I want to start exploring numerical integrators for differential equations and how the accuracy of various methods impacts the quantities measures from the resulting simulations. Many of the differential equations that arise in physics do not have known analytical solutions; numerical integration is the only way of simulating these systems.

My particular background is in molecular dynamics (MD). MD has its own unique requirements with a wide array of techniques used to evaluate the quality of a particular integrator. It can be easier, however, to evaluate integrators using a simple model with a known analytical solution before studying more complex models. As such, I’ll be using it to experiment with integrators and analyses I find in papers. Here, I want to describe the harmonic oscillator and some of its properties.

The potential energy function of the harmonic oscillator is given by:

\[U(x) = \frac{1}{2} m \omega^2 x^2\]

where \(U\) is the potential energy, \(x\) is the position, \(m\) is the mass, \(\omega\) is the angular frequency.

We will simulate the harmonic oscillator in the microcanonical ensemble. This is the formulation seen in a first-year physics class where the total energy (potential plus kinetic) of the system is conserved. The dynamics are captured in the following second-order ordinary differential equation, otherwise known as Newton’s equations of motion:

\[m\frac{d^2 x}{dt^2} = - m \omega^2 x\]

The ordinary differential equation has two initial conditions: \(x(0)\) and \(v(0)\).

The analytical solution of the ODE is given by:

\[x(t) = A m \cos(\omega t + \phi)\]

where \(A\) is the amplitude of the oscillations, \(t\) is the time, and \(\phi\) is the phase.

We can verify the solution by taking its derivatives

\[\frac{dx}{dt} = - A m \omega \sin(\omega t + \phi) \\ \frac{d^2x}{dt^2} = - A m \omega^2 \cos(\omega t + \phi)\]

and substituting back into the ODE:

\[m\frac{d^2 x}{dt^2} = - m \omega^2 x \\ m [- A m \omega^2 \cos(\omega t + \phi) ] = - m \omega^2 A m \cos(\omega t + \phi) \\ 1 = 1\]

Using the equations for the position \(x(t)\) and and velocity \(\frac{dx}{dt}\) and our initial conditions (\(x(0)\) and \(v(0)\), we can derive a system of equations for \(A\) and \(\phi\) and solve:

\[A = x(0) m^{-1} \cos^{-1}(\phi)\] \[v(0) = - A \omega^2 m \sin(\phi) \\ v(0) = - x(0) m^{-1} \cos^{-1}(\phi) m \omega^2 \sin(\phi) \\ \frac{v(0)}{x(0)} = - \omega^2 \frac{\sin(\phi)}{\cos(\phi)} \\ \frac{v(0)}{x(0)} = - \omega^2 \tan(\phi) \\ \phi = \arctan \Big(- \omega^{-2} \frac{v(0)}{x(0)}\Big)\]

Note that there are multiple ways to solve for \(\phi\) and \(A\).
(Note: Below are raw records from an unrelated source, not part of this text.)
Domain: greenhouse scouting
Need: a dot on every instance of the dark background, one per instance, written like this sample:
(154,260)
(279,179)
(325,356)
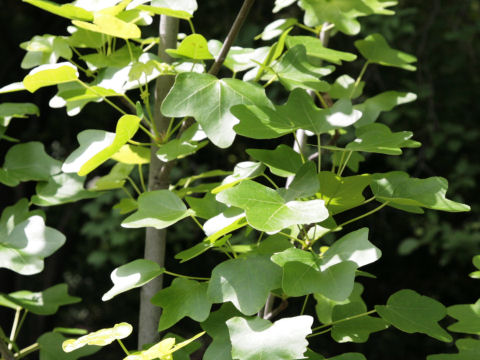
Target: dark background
(442,34)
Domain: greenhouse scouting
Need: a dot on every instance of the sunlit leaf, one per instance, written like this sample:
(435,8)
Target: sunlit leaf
(410,312)
(182,298)
(48,75)
(257,338)
(246,282)
(266,210)
(100,338)
(132,275)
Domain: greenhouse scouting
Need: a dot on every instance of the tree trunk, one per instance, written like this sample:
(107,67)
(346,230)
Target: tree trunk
(158,178)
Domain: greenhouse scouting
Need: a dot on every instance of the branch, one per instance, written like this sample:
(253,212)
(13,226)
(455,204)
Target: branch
(4,351)
(237,25)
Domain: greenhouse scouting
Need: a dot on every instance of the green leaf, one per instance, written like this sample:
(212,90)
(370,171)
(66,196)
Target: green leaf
(386,101)
(343,13)
(209,100)
(61,189)
(51,348)
(45,302)
(27,162)
(378,138)
(193,47)
(304,184)
(115,179)
(245,281)
(158,209)
(398,188)
(101,337)
(266,210)
(182,298)
(299,112)
(110,25)
(467,316)
(282,161)
(315,48)
(342,193)
(132,154)
(335,283)
(343,87)
(46,49)
(132,275)
(75,97)
(48,75)
(245,170)
(97,146)
(295,71)
(410,312)
(468,349)
(257,338)
(25,240)
(375,49)
(353,247)
(68,11)
(355,330)
(9,111)
(215,326)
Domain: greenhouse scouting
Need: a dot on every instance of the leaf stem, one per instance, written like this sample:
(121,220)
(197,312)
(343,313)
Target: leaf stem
(227,44)
(304,304)
(186,276)
(364,215)
(13,331)
(345,319)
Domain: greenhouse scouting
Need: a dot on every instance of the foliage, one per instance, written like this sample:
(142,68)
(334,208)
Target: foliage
(289,212)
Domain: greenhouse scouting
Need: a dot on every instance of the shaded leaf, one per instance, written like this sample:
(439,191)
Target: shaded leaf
(158,209)
(266,210)
(209,101)
(257,338)
(61,189)
(410,312)
(194,47)
(51,348)
(467,316)
(355,330)
(182,298)
(315,48)
(44,302)
(342,193)
(400,189)
(246,282)
(132,275)
(375,49)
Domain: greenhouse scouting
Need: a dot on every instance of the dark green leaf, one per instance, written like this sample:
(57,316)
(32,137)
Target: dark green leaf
(182,298)
(410,312)
(209,100)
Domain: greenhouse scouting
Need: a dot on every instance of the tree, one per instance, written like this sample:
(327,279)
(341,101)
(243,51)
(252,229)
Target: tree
(279,219)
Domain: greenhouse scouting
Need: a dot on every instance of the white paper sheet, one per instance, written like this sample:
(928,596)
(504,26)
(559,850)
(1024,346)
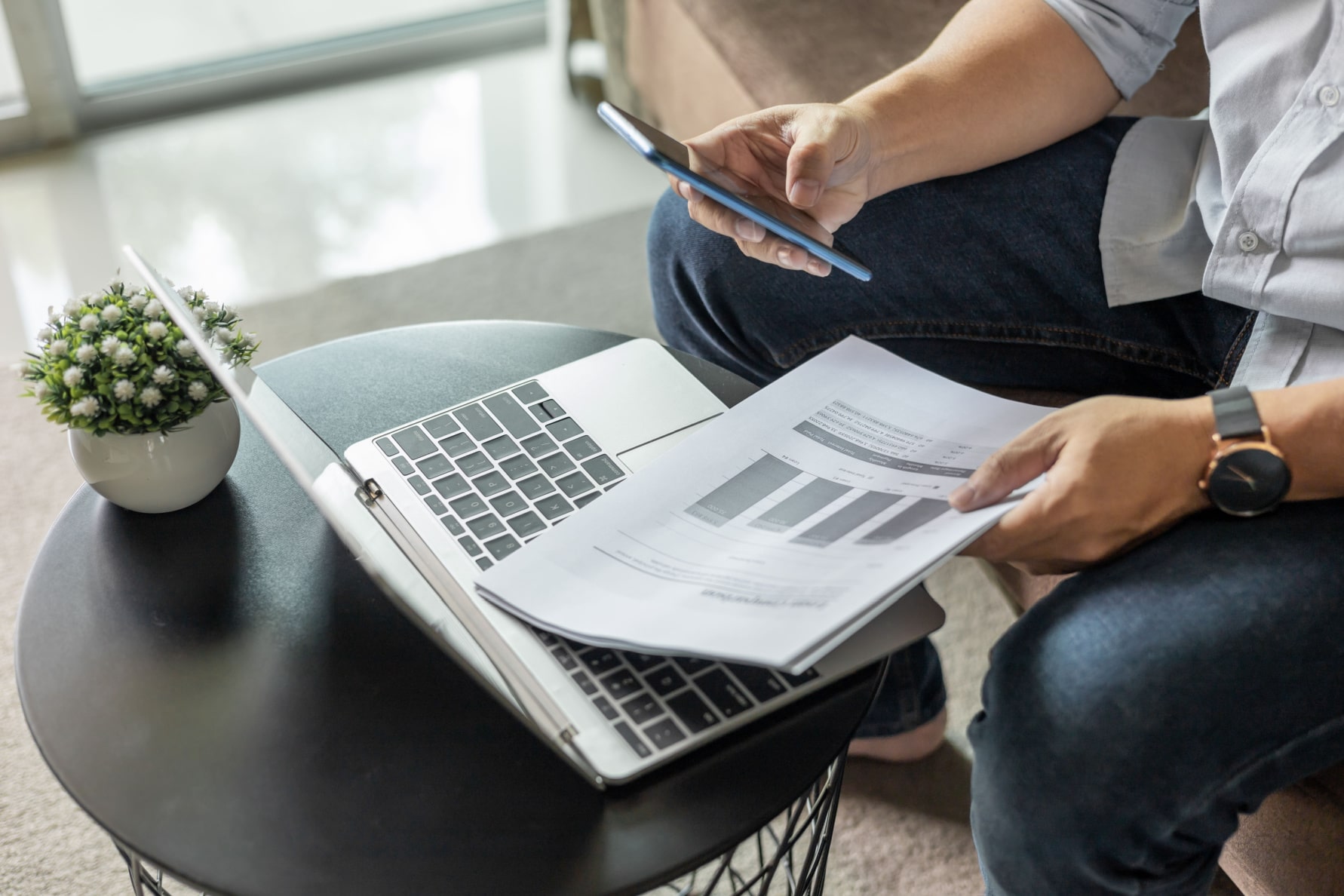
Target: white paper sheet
(780,528)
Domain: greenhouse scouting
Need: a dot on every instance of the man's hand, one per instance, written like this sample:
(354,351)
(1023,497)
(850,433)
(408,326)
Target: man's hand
(812,158)
(1118,471)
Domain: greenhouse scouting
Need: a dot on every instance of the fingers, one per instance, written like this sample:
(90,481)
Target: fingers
(1007,469)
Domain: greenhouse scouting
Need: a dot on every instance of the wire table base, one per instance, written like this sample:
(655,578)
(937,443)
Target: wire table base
(787,858)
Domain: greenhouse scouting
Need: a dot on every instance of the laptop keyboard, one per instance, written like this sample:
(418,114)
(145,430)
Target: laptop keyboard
(500,472)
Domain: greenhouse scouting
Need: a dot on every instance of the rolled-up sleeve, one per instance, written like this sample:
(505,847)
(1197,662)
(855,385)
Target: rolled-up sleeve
(1131,38)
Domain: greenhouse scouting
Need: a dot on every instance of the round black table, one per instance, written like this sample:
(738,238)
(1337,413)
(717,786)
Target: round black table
(229,695)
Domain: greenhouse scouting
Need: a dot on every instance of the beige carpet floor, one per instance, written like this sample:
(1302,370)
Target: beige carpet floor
(901,832)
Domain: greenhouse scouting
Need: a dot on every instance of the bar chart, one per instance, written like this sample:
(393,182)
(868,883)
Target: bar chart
(769,476)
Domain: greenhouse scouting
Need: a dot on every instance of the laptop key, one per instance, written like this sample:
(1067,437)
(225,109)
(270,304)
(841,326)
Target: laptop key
(517,466)
(641,661)
(721,691)
(457,445)
(759,681)
(664,734)
(601,660)
(414,442)
(477,422)
(581,448)
(574,484)
(554,507)
(441,426)
(641,708)
(621,684)
(486,527)
(468,505)
(502,446)
(605,707)
(634,739)
(664,680)
(526,524)
(692,711)
(474,464)
(491,484)
(535,486)
(565,430)
(434,466)
(529,392)
(557,465)
(508,504)
(538,445)
(450,486)
(511,414)
(603,469)
(500,548)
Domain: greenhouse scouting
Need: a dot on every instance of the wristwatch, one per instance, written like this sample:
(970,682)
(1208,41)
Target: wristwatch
(1247,476)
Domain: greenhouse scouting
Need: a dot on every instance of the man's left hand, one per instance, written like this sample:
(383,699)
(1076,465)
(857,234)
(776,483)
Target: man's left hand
(1120,471)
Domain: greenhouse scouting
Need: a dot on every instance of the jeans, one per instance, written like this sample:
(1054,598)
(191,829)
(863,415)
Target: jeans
(1131,715)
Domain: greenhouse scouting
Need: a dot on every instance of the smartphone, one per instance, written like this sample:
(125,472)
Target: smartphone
(675,159)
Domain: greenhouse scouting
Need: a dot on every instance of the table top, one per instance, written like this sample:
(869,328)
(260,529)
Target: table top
(229,695)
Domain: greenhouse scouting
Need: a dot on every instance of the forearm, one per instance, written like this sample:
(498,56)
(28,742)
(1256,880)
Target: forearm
(1005,78)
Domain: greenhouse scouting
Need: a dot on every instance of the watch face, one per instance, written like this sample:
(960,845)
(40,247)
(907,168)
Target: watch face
(1249,481)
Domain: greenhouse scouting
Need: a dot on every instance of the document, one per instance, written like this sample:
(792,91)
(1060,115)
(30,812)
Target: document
(783,527)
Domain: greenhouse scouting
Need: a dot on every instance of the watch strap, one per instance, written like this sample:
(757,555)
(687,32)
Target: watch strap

This particular solution assumes that \(x(0), \cos(\phi) \neq 0\).

We now have what we need to simulate a system with \(m = 1, \omega = 2 \pi\) and initial conditions \(x(0) = 1, v(0) = 0\). I placed the code in a GitHub repository I’ll be using for these experiments. I simulated the system for 10 seconds using a timestep of 0.01 seconds.

The resulting phase diagram looks like this:

Phase Diagram

The phase diagram will become an important part of our error analyses. Since we have an analytical solution, we can compute the errors in the positions and velocities resulting from the numerical integration. Beyond local and global error analysis, MD requires that integrators are symplectic, or volume preserving in phase space, in order to ensure conservation of energy. The phase diagrams will give us a nice visual way of confirming that property.

I also computed the potential and kinetic energies at each timestep. The kinetic energy is given as

\[E_K = \frac{1}{2} m v^2\]

and the total energy is:

\[E_T = E_K(v) + U(x)\]

for some fixed \(E_T\).

If we plot the kinetic, potential, and total energy, we can see that the total energy (black) is conserved, but is transformed transformed between kinetic (cyan) and potential (magenta) energy over time:

Energy Plots

In MD, it is also common to evaluate integrators by measuring the error in the energies. I’ll explore that further in a future blog post.

For now, I’ve walked through the basic harmonic oscillator model. I’ve discussed some of the physical choices made for the dynamics of the model. And lastly, I briefly explored two properties of the model.